The Cambridge Analytics saga has revealed to the world how seemingly innocuous information can reveal more about us that we ever intended; how the simple act of cross-referencing one innocuous detail with another, allows third-party companies to build a profile of the most intimate aspects of our lives, including voting behavior.

But in the background a different data story has been unraveling, one where incredibly sensitive information has been knowingly shared with third parties. This week it was revealed that until Monday, the gay hookup app Grindr has been sharing information on users’ HIV status with two different third-party apps—Localytics and Apptimize—who manage the apps optimization.

The story came to light after Buzzfeed News brought a Norwegian NGO’s story to wider attention; that the app was offering any qualifying HIV testing sites free advertising to its 3.6 million US users to encourage regularly STI test.

In light of the news, the world’s largest queer dating app published a blog post admitting they have severed ties with the aforementioned companies and begged people not to conflate it with the Cambridge Analytica story: “We never sold, nor will we ever sell, personal user information—especially information regarding HIV status or last test date—to third parties or advertisers,” they said.

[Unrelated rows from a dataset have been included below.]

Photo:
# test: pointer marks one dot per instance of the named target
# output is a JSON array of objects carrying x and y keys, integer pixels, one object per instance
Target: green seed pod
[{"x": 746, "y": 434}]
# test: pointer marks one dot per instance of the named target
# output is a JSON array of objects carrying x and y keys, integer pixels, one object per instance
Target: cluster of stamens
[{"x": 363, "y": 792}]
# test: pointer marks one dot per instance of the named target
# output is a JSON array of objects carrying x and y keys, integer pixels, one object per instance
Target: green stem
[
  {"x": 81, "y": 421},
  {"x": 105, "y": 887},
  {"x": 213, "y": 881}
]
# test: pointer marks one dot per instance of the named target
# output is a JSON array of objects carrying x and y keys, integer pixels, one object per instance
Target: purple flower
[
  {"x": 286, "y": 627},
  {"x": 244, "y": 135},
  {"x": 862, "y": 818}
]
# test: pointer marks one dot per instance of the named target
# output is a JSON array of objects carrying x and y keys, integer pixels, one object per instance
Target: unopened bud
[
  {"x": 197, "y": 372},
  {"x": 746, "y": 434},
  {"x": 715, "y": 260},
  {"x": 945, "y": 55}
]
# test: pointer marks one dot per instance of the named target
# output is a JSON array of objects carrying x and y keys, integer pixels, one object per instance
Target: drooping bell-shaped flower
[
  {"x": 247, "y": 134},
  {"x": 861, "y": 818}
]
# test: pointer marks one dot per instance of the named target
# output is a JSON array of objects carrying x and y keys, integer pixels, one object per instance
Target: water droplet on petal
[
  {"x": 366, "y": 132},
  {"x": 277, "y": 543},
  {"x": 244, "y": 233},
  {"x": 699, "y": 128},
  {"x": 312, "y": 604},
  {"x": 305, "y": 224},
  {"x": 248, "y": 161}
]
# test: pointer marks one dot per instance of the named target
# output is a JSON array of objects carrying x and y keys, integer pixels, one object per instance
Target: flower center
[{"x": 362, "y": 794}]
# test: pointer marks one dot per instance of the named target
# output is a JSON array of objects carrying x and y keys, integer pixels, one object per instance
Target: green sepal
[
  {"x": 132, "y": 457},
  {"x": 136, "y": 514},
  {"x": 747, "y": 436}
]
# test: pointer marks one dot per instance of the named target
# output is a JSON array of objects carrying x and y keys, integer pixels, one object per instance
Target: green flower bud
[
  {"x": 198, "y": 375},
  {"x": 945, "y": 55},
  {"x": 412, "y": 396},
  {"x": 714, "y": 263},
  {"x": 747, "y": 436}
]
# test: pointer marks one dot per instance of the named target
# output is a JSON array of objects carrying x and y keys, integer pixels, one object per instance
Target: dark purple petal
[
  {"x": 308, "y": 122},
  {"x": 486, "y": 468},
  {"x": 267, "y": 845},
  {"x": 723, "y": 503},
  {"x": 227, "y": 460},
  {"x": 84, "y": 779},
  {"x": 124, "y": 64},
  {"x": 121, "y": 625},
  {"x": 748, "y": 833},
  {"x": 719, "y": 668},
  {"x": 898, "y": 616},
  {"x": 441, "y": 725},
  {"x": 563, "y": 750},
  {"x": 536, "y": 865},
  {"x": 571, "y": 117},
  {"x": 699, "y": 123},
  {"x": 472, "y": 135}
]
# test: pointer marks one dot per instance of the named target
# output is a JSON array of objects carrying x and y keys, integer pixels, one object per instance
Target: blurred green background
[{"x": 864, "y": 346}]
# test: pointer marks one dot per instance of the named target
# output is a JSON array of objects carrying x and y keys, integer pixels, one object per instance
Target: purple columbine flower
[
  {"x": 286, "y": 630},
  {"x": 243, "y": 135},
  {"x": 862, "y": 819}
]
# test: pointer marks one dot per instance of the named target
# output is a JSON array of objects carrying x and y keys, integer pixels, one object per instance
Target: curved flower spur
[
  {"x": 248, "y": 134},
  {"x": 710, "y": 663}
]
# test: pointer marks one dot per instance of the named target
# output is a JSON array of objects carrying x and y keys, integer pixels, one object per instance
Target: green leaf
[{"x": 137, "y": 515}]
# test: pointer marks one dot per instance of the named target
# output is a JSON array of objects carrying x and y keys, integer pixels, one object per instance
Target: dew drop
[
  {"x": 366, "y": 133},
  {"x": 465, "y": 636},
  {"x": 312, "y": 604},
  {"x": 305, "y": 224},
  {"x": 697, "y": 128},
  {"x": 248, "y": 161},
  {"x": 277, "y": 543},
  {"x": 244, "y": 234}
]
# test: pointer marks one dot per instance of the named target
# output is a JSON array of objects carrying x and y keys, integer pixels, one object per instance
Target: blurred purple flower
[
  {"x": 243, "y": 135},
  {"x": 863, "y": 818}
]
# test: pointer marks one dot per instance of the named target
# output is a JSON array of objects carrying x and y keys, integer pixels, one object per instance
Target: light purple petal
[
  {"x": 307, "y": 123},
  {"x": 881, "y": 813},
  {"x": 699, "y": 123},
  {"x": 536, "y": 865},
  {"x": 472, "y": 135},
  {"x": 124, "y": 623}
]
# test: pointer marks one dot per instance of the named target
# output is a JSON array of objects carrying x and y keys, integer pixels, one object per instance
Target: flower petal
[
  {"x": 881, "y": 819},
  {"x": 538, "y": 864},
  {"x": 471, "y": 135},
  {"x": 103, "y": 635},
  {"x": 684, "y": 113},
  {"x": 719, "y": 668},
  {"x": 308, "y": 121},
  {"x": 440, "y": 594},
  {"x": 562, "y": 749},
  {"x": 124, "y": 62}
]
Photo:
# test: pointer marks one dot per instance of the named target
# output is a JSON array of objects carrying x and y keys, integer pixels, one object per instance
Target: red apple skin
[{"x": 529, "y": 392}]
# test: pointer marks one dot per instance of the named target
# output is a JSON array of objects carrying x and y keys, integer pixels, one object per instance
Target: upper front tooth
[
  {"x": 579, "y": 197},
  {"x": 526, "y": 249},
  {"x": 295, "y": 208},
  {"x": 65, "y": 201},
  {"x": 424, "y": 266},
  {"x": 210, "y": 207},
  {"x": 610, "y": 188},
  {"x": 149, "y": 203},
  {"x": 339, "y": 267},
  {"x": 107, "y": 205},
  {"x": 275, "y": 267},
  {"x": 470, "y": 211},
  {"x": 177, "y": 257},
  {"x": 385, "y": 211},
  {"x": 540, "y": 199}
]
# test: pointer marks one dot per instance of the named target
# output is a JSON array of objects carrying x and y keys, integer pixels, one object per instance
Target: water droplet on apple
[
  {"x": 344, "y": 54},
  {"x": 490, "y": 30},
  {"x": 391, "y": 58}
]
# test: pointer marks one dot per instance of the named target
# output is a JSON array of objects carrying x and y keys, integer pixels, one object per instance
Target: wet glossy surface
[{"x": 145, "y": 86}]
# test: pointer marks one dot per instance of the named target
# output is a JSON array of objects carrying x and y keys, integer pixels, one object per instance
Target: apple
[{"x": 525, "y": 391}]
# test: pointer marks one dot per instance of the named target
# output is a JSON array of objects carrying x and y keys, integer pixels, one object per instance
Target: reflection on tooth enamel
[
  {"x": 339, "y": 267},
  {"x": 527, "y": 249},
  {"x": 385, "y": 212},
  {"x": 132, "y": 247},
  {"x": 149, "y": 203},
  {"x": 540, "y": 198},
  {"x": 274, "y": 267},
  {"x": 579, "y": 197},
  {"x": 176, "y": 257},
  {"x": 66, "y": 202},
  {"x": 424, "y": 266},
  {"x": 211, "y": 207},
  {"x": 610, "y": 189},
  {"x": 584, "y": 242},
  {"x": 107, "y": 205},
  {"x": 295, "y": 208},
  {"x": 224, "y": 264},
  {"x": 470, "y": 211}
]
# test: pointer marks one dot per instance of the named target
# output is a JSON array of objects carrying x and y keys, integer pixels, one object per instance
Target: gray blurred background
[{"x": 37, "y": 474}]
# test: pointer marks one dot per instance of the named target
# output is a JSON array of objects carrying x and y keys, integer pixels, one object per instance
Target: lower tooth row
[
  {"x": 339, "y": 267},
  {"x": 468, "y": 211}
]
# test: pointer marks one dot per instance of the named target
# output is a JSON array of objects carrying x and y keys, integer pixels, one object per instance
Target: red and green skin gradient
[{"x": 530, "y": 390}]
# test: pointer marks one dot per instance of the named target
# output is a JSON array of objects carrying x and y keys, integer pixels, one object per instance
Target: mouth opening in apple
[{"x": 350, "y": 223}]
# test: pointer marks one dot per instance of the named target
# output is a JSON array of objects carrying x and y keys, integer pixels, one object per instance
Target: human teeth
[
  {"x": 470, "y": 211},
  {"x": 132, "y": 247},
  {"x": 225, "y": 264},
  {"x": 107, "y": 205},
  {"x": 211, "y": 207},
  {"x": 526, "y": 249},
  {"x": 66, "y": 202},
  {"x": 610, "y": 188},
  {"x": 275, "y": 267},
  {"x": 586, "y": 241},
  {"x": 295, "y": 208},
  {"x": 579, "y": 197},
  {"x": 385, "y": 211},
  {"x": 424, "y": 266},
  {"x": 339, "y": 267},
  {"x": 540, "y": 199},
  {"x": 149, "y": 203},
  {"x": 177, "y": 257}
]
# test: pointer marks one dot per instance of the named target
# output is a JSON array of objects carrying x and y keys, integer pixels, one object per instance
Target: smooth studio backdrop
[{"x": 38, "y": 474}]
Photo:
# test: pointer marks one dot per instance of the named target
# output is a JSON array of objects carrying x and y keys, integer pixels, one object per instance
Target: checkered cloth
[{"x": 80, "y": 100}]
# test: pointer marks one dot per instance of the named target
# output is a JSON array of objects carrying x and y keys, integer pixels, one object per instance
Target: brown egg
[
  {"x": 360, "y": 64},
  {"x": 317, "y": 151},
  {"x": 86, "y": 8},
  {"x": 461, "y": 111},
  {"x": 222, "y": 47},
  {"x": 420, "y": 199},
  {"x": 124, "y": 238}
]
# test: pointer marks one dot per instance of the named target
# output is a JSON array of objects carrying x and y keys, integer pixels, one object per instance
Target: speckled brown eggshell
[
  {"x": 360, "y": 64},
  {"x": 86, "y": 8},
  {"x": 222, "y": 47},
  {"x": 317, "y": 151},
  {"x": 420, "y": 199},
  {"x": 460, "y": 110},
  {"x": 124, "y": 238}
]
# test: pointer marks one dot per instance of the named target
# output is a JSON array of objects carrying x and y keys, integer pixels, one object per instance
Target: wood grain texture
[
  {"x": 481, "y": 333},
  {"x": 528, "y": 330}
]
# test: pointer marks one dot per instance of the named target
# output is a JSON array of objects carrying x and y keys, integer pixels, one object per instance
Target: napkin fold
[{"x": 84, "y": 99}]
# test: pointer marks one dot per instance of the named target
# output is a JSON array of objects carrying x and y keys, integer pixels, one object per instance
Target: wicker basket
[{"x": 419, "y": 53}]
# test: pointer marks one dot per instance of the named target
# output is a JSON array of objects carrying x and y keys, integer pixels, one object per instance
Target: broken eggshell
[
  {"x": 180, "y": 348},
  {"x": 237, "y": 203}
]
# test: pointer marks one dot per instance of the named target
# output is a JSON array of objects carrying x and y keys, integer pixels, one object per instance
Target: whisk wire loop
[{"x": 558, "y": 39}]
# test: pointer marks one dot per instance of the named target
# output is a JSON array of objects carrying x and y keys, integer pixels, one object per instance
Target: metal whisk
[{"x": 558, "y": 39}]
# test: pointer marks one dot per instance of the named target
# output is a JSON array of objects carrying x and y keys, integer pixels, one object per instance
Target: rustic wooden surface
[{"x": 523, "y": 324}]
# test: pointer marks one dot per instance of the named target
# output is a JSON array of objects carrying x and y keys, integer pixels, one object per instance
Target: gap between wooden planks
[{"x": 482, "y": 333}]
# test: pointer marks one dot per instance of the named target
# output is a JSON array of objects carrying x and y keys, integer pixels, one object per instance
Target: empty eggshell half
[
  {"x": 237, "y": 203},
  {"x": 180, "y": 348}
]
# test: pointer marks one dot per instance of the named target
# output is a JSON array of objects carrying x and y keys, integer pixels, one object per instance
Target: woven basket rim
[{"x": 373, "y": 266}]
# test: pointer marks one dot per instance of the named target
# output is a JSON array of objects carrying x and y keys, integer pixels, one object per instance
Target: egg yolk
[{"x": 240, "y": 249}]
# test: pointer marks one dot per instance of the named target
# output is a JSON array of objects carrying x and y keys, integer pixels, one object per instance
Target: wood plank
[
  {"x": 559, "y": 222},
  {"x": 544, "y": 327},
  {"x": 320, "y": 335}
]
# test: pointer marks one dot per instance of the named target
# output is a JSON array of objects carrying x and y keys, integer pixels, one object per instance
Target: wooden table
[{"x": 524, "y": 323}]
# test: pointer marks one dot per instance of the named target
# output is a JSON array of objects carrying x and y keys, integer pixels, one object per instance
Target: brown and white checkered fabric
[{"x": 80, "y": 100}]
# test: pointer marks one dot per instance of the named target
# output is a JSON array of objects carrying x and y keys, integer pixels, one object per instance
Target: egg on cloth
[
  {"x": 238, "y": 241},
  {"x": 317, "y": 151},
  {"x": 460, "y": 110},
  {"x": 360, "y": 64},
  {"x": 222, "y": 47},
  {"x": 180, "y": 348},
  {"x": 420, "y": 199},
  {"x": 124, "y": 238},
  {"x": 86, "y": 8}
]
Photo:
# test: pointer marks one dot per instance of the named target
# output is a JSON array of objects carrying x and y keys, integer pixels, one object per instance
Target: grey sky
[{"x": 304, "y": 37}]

They seemed to think users’ main issues were with third parties making a profit. “No advertisers have ever had access to HIV status or last test date, unless they viewed it in your public profile.”

But the real problem at the heart of all these data stories is that personal information is being fed into retrofitted features. One person may have consented to use their information for other users to see, but they weren’t warned about the potential of it being shared with companies or advertisers.

It seems as soon as an app has become an integral part of our lives, they start chipping away at our data, using it to bolster their advertising offerings. Although Grindr says sensitive data, like HIV status, was scrubbed of any identifying features, the point remains that the information was still shared without users knowing.

People make their HIV status public in their Grindr profile for dating reasons. It’s not for advertisers, or anyone else for that matter, to go scraping this information and using it to their advantage. Was this ever a part of the apps initial terms and conditions? As people start to question the link between how they intend public information to be used and how it’s actually used, the next revelation of another company that flouts their data responsibilities seems to be only around the corner.